The Yu Kwang-chung Poetry Award was launched on Sept 1 in memory of the late Taiwan poet and his contributions to modern Chinese poetry and cross-Straits cultural communication and exchanges.
The biennial award is co-hosted by the organizing committee of the Long March of Poetry and Taiwan's Chiu Shui Poetry Quarterly. The former is a large-scale series of cultural communication projects sponsored by the National Poetry Newspapers and Periodicals Network Alliance.

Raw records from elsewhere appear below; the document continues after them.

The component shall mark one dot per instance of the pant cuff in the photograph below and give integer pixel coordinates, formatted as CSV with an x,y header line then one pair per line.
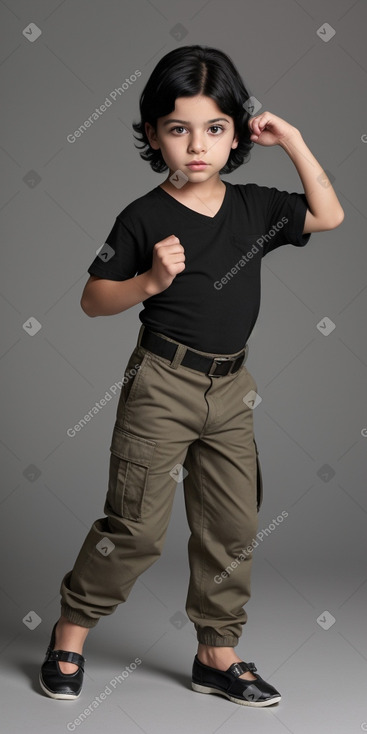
x,y
72,615
217,641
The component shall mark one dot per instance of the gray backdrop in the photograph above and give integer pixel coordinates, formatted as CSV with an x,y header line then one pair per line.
x,y
306,62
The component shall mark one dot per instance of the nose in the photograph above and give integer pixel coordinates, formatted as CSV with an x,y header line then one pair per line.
x,y
196,143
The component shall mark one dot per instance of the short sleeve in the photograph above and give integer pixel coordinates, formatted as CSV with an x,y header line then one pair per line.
x,y
119,257
285,218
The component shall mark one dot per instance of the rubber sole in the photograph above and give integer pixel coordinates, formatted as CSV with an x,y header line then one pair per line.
x,y
61,696
208,689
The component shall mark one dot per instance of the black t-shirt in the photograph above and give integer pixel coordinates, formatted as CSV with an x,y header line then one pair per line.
x,y
213,304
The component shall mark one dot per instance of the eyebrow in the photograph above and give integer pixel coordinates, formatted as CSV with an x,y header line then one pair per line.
x,y
186,122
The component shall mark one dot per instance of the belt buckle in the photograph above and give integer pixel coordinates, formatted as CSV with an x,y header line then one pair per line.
x,y
218,360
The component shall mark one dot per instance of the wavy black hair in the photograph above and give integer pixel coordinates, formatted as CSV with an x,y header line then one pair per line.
x,y
186,72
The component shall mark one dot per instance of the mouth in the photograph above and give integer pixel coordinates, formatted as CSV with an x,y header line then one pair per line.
x,y
196,165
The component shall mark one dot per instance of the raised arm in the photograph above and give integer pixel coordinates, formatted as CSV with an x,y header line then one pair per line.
x,y
324,209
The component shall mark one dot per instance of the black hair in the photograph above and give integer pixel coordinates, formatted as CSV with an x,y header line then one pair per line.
x,y
186,72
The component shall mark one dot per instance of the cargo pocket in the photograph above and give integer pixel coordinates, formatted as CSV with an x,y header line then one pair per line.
x,y
130,461
259,480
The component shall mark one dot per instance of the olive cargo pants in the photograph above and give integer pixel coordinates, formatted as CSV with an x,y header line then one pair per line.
x,y
170,415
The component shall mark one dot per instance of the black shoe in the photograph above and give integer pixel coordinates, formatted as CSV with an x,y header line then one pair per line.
x,y
56,683
206,679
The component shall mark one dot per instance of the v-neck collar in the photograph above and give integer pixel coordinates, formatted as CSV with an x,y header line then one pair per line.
x,y
192,212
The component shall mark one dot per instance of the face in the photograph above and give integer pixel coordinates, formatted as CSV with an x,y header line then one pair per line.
x,y
195,130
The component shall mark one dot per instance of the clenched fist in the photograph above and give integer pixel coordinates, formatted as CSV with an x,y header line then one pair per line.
x,y
168,261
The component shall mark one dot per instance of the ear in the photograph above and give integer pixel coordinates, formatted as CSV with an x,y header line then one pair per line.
x,y
152,136
235,141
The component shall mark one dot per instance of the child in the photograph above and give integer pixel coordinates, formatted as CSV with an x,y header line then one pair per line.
x,y
190,250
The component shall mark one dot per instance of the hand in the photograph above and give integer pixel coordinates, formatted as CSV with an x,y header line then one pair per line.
x,y
268,129
168,261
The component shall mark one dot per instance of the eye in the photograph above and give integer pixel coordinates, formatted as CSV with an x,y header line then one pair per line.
x,y
220,128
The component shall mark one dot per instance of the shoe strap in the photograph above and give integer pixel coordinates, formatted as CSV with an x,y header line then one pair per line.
x,y
238,668
67,657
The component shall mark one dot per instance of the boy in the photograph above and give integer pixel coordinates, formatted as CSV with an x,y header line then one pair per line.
x,y
191,251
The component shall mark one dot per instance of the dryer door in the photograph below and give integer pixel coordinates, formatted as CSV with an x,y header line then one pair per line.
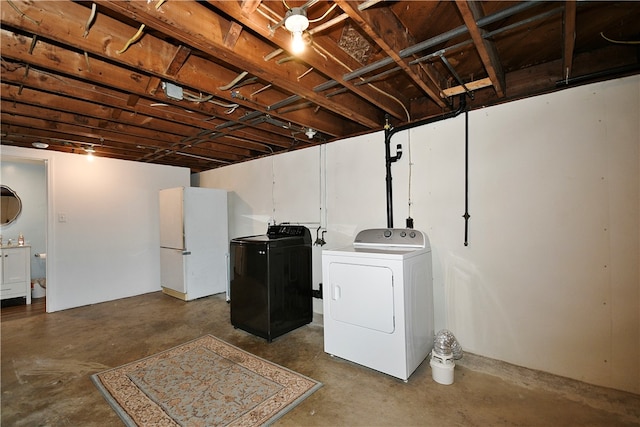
x,y
362,295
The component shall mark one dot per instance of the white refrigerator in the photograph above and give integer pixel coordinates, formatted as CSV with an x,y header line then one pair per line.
x,y
194,242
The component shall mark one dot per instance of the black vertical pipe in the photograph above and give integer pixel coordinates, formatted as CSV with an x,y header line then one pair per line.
x,y
389,131
466,215
387,157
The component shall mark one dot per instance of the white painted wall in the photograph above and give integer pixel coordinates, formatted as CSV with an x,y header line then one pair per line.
x,y
108,247
550,279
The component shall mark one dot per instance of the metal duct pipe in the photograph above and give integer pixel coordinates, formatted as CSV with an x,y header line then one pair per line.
x,y
389,131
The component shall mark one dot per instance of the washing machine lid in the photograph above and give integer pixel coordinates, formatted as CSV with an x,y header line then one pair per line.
x,y
402,239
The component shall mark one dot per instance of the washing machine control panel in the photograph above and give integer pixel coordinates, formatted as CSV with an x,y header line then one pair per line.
x,y
391,237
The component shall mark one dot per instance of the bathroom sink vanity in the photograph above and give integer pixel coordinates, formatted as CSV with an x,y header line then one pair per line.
x,y
15,272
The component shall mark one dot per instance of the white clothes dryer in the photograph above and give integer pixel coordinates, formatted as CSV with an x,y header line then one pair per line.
x,y
378,300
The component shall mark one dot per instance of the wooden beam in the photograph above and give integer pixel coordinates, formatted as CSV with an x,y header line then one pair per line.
x,y
471,12
474,85
569,37
317,56
232,35
391,36
178,60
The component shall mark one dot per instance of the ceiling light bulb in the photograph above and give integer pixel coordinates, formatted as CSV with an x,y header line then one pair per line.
x,y
90,152
296,22
310,133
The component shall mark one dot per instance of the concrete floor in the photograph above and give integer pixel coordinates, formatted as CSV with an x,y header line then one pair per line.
x,y
47,360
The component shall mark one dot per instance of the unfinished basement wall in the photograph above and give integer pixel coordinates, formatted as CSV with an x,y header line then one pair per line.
x,y
103,239
550,279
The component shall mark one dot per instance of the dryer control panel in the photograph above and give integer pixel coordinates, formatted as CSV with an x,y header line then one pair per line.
x,y
391,237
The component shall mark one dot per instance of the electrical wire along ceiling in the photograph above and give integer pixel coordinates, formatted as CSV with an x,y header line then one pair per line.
x,y
206,84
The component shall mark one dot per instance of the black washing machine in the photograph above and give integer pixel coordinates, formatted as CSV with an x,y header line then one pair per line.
x,y
270,287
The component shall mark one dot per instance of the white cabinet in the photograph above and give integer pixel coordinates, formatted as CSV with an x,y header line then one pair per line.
x,y
15,272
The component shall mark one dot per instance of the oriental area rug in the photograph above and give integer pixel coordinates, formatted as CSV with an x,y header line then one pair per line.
x,y
204,382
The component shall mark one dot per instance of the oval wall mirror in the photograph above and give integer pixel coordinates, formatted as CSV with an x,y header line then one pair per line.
x,y
10,205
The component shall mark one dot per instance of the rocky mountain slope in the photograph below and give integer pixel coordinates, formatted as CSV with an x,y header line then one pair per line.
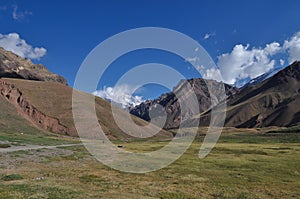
x,y
272,102
14,66
46,105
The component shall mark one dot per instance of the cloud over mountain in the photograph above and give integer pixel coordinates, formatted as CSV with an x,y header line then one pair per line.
x,y
121,94
12,42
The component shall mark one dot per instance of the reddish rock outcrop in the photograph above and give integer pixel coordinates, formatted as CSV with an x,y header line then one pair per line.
x,y
26,109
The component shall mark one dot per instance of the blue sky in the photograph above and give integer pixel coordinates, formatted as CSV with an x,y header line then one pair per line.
x,y
69,30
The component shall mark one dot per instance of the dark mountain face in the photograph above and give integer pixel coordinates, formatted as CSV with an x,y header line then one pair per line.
x,y
14,66
272,102
169,106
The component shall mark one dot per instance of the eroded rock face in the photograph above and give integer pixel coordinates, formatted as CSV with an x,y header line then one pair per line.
x,y
206,97
14,66
26,109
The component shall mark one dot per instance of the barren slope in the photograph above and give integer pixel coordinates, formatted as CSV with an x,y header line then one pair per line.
x,y
48,105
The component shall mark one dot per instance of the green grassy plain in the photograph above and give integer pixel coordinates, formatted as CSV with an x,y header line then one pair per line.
x,y
242,165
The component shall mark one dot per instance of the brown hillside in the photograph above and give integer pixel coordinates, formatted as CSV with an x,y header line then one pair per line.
x,y
48,105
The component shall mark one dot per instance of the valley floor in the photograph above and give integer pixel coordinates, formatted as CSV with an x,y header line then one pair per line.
x,y
242,165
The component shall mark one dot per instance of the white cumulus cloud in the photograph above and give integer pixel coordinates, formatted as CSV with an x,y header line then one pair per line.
x,y
293,47
19,15
120,95
245,62
12,42
208,35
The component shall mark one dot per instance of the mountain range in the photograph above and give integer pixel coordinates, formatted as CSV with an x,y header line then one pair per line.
x,y
33,97
266,101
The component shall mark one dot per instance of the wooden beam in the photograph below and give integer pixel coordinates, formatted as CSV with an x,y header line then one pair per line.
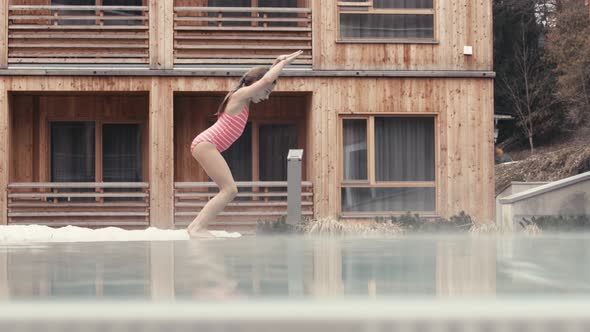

This year, the submission deadline is Oct 15.
The jury, consisting of well-known poets and poetry critics from across the Straits, will choose 12 poets and three critics from the submitted works shortlisted for the final winners, who should have gained prominent achievements in poetry creation and criticism and contributed greatly to poetic communication at home and abroad.
Ye Yanbin, poet and the director of the jury of the first Yu Kwangchung Poetry Award, says the award is to carry forward the emotional and spiritual attachment to the native land in Yu's poems and to reward and encourage outstanding poets.
It will become a poetic bridge through which poets from across the Straits will gather in the glorious Chinese poetry culture, he says.
Yu was born in Nanjing in 1928 and spent his childhood in Chongqing from 1937 to 1945.
In 1947, he enrolled in the University of Nanking and studied English. In 1949, his family moved to Hong Kong and then to Taiwan in 1950.
On the Chinese mainland, Yu is most famous for his poem Nostalgia. In interviews, he said that he completed the poem in only 20 minutes in 1971 but had been preparing it for 20 years.
In the poem, Yu expresses his deep longing for his homeland. Included in primary school textbooks, the poem has been widely recited by people across the country.